Eventos como las ferias del libro nos demuestran que los libros no son nostalgia, sino presente. Que no han sido sustituidos por pantallas, sino que conviven con ellas en armonía. Que siguen convocando, entusiasmando, conmoviendo. Y que, cuando hay voluntad institucional, planificación y cariño por la cultura, una feria del libro puede convertirse en el corazón de una ciudad. Porque lo que late en Madrid o en otras ciudades no es solo el número de ventas o la afluencia masiva. Es una red invisible de afectos, de vínculos, de conversaciones que nacen entre firma y firma, entre caseta y caseta.

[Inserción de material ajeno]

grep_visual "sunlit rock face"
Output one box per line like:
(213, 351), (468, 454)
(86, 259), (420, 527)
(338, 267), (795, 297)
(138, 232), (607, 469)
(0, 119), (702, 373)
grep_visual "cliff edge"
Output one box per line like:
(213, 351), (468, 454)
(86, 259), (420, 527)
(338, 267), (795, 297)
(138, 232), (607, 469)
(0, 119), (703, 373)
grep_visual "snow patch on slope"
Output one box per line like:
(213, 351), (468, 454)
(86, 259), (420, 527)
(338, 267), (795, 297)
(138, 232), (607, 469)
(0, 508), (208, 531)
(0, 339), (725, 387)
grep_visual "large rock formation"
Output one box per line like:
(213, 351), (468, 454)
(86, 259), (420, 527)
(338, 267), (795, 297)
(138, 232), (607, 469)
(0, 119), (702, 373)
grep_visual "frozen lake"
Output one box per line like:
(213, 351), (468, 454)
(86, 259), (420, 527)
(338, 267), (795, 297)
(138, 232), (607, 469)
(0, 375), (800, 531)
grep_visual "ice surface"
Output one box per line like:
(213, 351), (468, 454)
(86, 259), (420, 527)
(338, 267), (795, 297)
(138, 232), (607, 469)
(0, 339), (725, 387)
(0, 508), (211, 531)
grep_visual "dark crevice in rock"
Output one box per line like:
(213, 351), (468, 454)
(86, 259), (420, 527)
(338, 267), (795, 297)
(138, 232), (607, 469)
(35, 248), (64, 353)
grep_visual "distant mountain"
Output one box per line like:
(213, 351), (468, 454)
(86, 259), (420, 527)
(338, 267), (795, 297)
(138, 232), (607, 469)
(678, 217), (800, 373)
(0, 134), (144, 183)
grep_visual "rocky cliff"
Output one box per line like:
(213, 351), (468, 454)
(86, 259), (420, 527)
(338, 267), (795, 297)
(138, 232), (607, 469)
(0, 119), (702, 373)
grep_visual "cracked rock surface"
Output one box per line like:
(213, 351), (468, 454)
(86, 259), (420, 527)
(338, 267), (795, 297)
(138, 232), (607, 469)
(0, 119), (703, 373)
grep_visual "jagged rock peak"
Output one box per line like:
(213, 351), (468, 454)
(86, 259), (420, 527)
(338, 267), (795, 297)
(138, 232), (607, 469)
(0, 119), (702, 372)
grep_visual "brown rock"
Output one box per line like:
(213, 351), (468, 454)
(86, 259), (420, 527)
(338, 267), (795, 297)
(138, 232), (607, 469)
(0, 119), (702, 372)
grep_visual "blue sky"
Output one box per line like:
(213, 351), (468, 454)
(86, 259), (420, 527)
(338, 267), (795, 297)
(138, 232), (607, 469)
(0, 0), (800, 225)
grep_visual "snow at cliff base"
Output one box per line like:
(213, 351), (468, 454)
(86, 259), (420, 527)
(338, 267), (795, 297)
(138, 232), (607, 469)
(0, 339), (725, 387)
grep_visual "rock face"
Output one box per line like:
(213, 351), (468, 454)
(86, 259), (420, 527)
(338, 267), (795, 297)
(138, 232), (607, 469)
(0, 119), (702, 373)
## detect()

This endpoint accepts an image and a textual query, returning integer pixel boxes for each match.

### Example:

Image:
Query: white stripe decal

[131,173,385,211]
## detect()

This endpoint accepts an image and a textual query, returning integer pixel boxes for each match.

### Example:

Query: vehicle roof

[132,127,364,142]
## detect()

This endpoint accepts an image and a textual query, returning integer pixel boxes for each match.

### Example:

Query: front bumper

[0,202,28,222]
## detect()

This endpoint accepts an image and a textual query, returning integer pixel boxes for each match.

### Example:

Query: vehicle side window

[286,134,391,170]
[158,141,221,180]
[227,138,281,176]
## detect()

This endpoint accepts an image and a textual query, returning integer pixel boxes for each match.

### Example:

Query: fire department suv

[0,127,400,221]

Es el reconocimiento, casi siempre silencioso, de que los libros nos han salvado muchas veces, y que quizás nos sigan salvando si les damos el espacio que merecen.
Y, sin embargo, porque toda celebración, por luminosa que sea, proyecta también sus sombras, no puedo dejar de pensar en otra feria, en otra ciudad. En la ciudad donde crecí. Allí también hay lectores atentos, autores entregados, libreros comprometidos y pequeñas editoriales que pelean cada día por abrirse paso. Hay un equipo que se deja la piel, con su director Jesús Boluda del Toro al frente, para que la Feria del Libro de Murcia siga existiendo, resistiendo, dignamente. Pero también con una fragilidad que no debería ser su sello. Porque el entusiasmo, por necesario que sea, no basta. Hace falta respaldo. Hace falta visión. Hace falta entender –como sí ha entendido Madrid– que un encuentro literario no es un ornamento cultural ni un gesto de temporada. Es una inversión profunda en ciudadanía, en pensamiento crítico, en futuro.

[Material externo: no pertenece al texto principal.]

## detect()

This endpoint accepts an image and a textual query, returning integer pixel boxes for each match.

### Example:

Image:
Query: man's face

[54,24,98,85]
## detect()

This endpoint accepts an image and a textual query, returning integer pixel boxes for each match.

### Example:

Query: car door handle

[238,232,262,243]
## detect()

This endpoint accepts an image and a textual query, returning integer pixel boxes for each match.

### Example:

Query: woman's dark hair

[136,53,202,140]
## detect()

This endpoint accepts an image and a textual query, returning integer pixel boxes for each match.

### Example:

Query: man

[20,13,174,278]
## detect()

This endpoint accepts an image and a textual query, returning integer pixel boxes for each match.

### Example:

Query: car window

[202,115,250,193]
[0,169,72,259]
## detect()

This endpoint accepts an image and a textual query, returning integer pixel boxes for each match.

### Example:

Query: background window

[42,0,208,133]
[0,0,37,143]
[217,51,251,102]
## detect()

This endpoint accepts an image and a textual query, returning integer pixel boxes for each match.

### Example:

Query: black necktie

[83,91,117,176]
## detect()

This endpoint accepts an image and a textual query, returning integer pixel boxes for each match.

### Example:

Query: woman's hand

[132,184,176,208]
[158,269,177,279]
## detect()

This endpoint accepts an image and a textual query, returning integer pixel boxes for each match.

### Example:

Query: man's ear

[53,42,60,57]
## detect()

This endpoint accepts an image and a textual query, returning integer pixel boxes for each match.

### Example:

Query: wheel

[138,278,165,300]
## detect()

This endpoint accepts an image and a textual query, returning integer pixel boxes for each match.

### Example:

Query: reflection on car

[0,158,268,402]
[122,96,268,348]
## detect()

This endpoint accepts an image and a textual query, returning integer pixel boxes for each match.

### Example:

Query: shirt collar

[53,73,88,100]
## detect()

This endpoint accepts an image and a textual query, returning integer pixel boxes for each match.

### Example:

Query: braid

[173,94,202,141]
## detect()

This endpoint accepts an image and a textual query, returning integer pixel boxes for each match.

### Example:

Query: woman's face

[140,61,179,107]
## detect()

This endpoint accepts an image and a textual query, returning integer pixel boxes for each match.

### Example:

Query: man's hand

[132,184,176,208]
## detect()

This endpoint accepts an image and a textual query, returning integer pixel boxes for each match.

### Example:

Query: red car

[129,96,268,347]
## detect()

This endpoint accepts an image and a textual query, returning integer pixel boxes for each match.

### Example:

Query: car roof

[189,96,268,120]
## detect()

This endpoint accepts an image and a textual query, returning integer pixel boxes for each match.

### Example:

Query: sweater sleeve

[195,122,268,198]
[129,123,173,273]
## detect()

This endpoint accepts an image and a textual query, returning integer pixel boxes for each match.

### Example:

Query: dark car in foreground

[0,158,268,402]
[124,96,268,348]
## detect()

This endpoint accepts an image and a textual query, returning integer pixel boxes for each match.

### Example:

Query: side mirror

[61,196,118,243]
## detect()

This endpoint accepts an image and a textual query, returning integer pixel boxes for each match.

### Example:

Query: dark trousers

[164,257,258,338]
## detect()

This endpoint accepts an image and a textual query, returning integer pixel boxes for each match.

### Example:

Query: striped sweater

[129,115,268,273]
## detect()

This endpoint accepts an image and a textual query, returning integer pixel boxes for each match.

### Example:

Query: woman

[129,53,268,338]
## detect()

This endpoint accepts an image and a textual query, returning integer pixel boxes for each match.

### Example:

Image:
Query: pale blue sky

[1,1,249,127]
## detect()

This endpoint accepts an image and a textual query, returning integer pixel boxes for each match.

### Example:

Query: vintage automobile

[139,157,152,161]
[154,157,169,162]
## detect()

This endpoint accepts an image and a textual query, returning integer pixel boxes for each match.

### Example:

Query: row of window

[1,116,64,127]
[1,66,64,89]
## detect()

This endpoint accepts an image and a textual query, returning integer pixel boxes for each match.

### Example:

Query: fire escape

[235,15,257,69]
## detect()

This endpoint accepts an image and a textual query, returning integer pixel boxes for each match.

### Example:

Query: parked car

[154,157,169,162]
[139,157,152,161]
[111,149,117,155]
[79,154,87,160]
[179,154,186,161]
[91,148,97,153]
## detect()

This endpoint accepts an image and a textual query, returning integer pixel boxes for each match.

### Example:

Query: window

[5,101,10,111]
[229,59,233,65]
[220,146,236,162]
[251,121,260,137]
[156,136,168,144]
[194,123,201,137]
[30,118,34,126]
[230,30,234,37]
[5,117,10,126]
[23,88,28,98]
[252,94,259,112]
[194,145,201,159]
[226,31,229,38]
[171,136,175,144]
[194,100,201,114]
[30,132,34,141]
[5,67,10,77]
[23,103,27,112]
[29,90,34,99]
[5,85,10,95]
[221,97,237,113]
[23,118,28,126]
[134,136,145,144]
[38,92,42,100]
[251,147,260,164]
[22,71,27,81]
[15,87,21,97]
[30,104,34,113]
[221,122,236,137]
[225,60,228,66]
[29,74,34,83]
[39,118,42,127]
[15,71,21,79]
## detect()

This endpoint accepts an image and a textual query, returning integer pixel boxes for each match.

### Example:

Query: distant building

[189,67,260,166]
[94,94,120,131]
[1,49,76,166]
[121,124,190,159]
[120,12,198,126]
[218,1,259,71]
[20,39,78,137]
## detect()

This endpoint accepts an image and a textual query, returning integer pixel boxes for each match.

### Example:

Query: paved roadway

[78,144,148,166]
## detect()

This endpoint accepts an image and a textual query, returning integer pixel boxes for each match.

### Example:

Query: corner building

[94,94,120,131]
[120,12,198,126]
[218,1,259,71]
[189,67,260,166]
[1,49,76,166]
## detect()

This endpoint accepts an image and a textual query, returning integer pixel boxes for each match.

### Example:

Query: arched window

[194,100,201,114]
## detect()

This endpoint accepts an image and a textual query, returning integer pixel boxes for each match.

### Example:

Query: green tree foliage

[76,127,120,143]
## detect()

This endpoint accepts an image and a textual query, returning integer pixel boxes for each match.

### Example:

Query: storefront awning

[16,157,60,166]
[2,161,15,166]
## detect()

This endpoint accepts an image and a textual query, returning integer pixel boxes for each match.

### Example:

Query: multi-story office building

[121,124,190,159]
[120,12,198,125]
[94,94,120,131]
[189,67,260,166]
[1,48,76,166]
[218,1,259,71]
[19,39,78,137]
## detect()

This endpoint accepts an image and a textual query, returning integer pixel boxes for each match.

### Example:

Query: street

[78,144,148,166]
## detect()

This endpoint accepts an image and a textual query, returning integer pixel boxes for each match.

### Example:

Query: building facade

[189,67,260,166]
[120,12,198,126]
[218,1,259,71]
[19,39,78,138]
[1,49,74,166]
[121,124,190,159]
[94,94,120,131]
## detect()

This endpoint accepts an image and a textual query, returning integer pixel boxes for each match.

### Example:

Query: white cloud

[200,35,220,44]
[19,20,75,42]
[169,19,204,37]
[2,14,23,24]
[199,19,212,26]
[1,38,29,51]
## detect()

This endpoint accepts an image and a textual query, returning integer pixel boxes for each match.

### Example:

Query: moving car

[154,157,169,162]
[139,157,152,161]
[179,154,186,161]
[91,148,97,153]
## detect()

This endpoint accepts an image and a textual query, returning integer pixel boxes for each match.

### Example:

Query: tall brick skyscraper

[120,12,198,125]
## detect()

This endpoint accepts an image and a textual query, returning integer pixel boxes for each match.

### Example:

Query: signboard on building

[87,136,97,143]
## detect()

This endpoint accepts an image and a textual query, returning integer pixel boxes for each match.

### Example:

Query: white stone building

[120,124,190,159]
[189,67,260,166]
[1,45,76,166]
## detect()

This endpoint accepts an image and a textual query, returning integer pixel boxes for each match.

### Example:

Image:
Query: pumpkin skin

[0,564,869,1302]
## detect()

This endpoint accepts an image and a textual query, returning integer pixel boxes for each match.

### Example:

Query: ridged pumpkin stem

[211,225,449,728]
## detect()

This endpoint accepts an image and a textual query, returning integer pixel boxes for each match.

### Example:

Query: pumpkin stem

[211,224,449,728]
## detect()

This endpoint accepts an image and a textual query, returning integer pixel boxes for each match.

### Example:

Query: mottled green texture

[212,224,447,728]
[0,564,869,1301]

En Murcia, la Feria del Libro sobrevive, pero no florece. Tiene talento, tiene público, tiene historia. Pero no tiene aún el impulso decidido, en modo de ayuda pública, que la eleve al nivel que merece. Lo que en otras localidades es política cultural ambiciosa, en Murcia sigue siendo un gesto tímido. Lo que en El Retiro es celebración y estrategia, en el paseo Alfonso X es resistencia y voluntad individual. Y no debería ser así.
Los libros merecen más que una feria simbólica. Merecen una apuesta real. Porque lo que se juega ahí no es solo el número de ejemplares vendidos. Es la posibilidad de construir un espacio donde lectores y autores se encuentren, donde las palabras recuperen su poder, donde el conocimiento se comparta sin jerarquías.
Lo he visto. Lo he vivido. Y ahora, al regresar, solo deseo que esa experiencia no quede encerrada entre las páginas de un recuerdo, sino que se traduzca en acción. Porque los libros, cuando se respiran en comunidad, transforman mucho más que una feria. Transforman ciudades y personas. La indiferencia, por el contrario, no transforma nada.